The next thing they need is enablers, and yesterday’s edition of The Bachelor, White House was a spectacle for the ages. His cabinet is the largest collection of ass-kissers, incompetents, suck-ups, fools, kleptocrats, and snakes in any American government and makes the Harding Administration look clean by comparison. The Harding administration, and its infamous “Ohio Gang,” was the gold standard for brazen corruption. The Teapot Dome scandal saw Interior Secretary Albert B. Fall go to prison for accepting bribes to lease Navy oil reserves. The head of the Veterans Bureau, Charles R. Forbes, was convicted of conspiracy to defraud the government. Harding’s cronies, from his Attorney General Harry M. Daugherty to his personal staff, were embroiled in schemes involving graft, bribery, and fraud.

They were amateurs.

This Trump cabinet is a professional-grade operation of political parasitism, where the kleptocrats are so proud of their work, they practically sell tickets. They’re not just taking bribes; they’re using the entire apparatus of government to enrich themselves and their friends while simultaneously dismantling the very institutions they swore to serve.

Of course, they also need a compliant media. And QED, Fox. But while Fox is the prime example, the ecosystem of disinformation has expanded to include a constellation of right-wing grifters, podcasts, and digital outlets that echo and amplify the party line. This isn’t a new phenomenon.

The rise of yellow journalism in the late 19th and early 20th centuries, with figures like William Randolph Hearst using his media empire to sell wars and manipulate public opinion, showed that a powerful media can be a weapon. But the modern-day version, where the truth itself is considered a partisan attack, is far more sophisticated and chilling.

They need control over the economy, the one institution that can’t be bullied by a tweet. Trump’s Fed takeover play, using illegally obtained mortgage information from his housing secretary (a man who sells schlock, trash-scale developments, but enough about things that trigger my aesthetic outrage), is a clear sign. It’s not just about policy; it’s about subverting the foundational independence of the central bank to give Trump a political credit card. “The rate is 1% because vibes” is not the core principle of central banking.

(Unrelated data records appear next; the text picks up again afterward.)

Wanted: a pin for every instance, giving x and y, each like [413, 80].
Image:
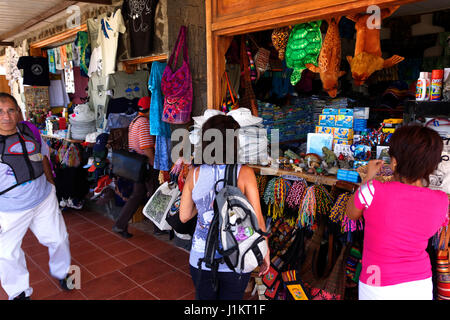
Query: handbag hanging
[177, 85]
[159, 205]
[247, 98]
[230, 102]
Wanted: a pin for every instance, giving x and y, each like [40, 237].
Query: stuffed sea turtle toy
[305, 42]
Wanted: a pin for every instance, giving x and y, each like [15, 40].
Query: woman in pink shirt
[400, 217]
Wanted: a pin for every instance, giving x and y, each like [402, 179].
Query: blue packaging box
[348, 175]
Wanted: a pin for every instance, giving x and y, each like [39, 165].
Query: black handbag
[173, 219]
[130, 165]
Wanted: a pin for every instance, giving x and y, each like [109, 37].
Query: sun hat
[82, 113]
[92, 137]
[144, 104]
[100, 142]
[244, 117]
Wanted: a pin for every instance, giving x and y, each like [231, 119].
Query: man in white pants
[27, 200]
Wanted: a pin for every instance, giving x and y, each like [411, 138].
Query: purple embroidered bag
[177, 85]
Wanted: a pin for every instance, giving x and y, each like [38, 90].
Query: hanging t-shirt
[129, 86]
[35, 70]
[122, 105]
[69, 78]
[140, 21]
[58, 63]
[95, 65]
[81, 87]
[93, 25]
[158, 127]
[108, 37]
[76, 55]
[82, 41]
[51, 61]
[62, 50]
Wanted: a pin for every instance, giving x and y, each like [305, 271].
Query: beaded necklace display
[294, 201]
[317, 201]
[281, 189]
[338, 215]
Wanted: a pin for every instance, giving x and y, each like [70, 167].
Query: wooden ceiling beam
[39, 18]
[104, 2]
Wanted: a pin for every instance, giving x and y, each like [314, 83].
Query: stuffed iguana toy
[330, 59]
[367, 58]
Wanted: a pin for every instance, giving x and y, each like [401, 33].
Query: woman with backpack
[400, 217]
[198, 199]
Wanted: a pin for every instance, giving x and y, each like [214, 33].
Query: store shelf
[318, 179]
[56, 137]
[148, 59]
[417, 109]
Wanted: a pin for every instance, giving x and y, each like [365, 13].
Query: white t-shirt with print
[108, 38]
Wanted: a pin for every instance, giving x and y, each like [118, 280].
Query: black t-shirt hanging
[35, 70]
[139, 16]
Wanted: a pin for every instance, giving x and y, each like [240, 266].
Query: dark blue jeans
[231, 285]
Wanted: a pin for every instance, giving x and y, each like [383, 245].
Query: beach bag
[177, 85]
[230, 101]
[173, 219]
[159, 204]
[443, 266]
[330, 285]
[234, 232]
[247, 96]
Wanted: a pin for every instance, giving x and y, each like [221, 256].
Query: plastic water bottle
[423, 87]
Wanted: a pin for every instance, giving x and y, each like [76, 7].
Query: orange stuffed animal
[367, 58]
[330, 59]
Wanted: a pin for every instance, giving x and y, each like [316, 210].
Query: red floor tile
[91, 256]
[118, 248]
[94, 233]
[132, 257]
[81, 246]
[107, 286]
[175, 257]
[66, 295]
[158, 247]
[106, 239]
[135, 294]
[104, 267]
[146, 270]
[170, 286]
[44, 289]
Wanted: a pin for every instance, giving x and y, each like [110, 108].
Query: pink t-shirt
[399, 221]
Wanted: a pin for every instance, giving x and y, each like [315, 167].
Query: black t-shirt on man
[35, 70]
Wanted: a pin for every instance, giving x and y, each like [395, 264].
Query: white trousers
[46, 222]
[414, 290]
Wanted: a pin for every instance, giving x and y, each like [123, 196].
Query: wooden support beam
[104, 2]
[39, 18]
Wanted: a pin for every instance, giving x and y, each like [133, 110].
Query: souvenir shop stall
[83, 87]
[329, 92]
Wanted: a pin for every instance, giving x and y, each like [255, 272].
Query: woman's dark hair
[6, 96]
[417, 150]
[220, 123]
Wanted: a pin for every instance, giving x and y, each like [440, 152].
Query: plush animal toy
[367, 58]
[330, 59]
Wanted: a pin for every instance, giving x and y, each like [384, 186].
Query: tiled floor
[140, 268]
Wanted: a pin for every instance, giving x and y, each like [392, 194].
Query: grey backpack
[234, 232]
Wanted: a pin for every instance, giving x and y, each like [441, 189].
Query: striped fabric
[139, 137]
[366, 193]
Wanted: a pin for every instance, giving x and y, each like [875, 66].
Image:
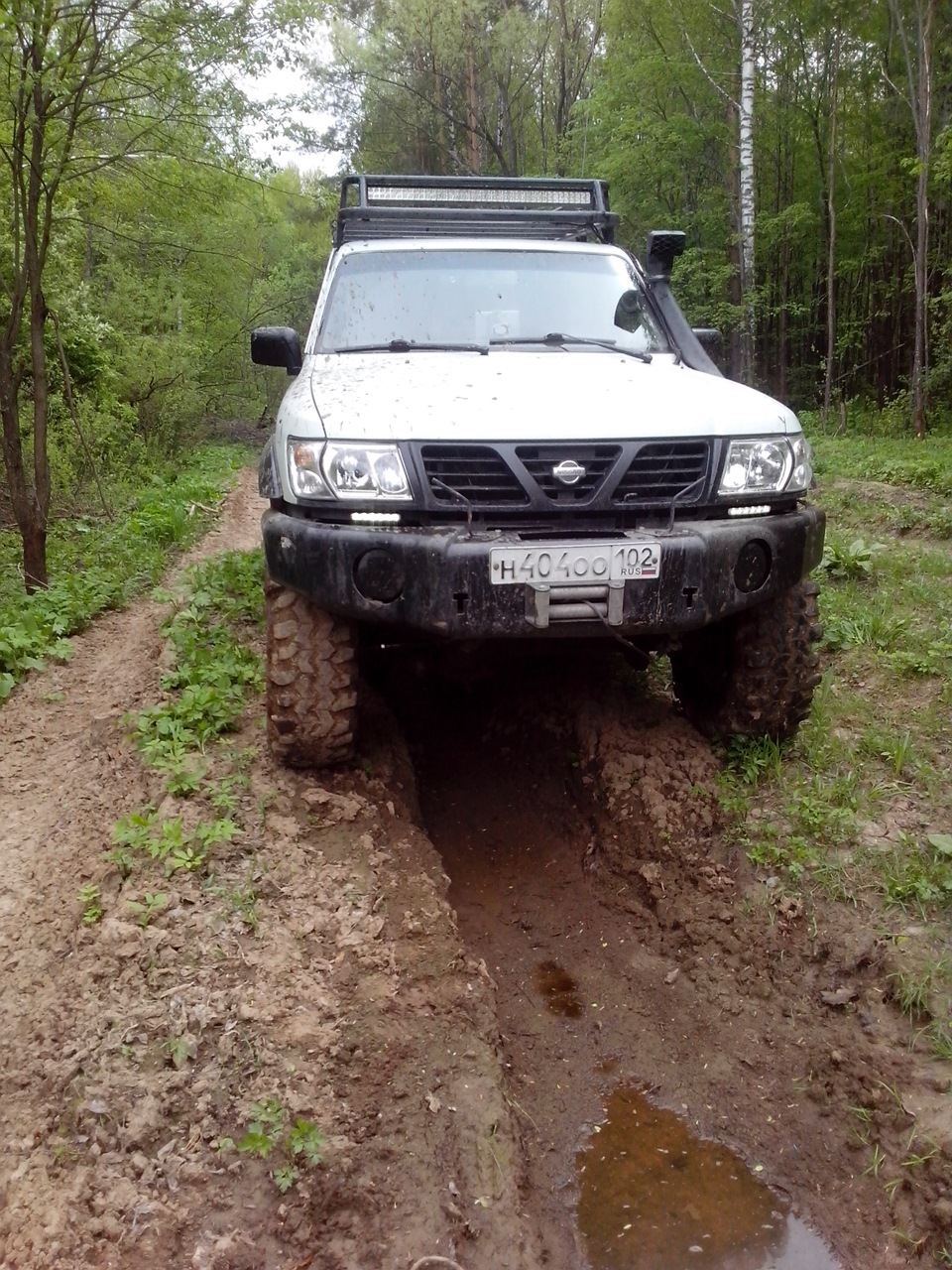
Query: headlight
[348, 471]
[767, 465]
[365, 471]
[304, 468]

This isn’t just Gilded Age robber barons making shady deals; it’s a new, more dangerous form of state-sanctioned crony capitalism to award their backers, financiers, and followers. The goal is to make all economic activity subservient to the whim of a single man.

Finally, they need the military on the streets and in your face.

Trump’s fantasies of using the military to quell protests and his attempts to purge the top brass with loyalists are a page taken directly from the aspiring dictator’s handbook. He understands that control of the means of coercion is the last, and most important, piece of the puzzle.

Like many, I still felt like the full descent wasn’t here yet.

I was wrong.

Yesterday’s three-hour-plus spectacle wasn’t a bold declaration of martial law (that’s coming), or a Nuremberg Rally (that’s coming), or a Reichstag Fire Declaration (that’s coming).

It was just the shocking normalcy of Trump’s utter control over every major institution in the country. It was him being able to just do it, without consequences, without a single functioning guardrail left to slow him down.

We’re now in a race between Trump’s mortality and his desire for un- and anti-American power and control.

And with every passing day, the finish line for his ambition gets a little closer.

Now comes the ugly, messy part, and God help us all.

P.S. I know this is a grim piece. I know there’s not a lot of hope and uplift, here. It’s dark. Saying, “The Democrats will save us all” has been a bad election bet for some time now, and I’m still not seeing the fire and bloody-mindedness required.

Oh, well. I’m here in the fight until they carry me out feet-first.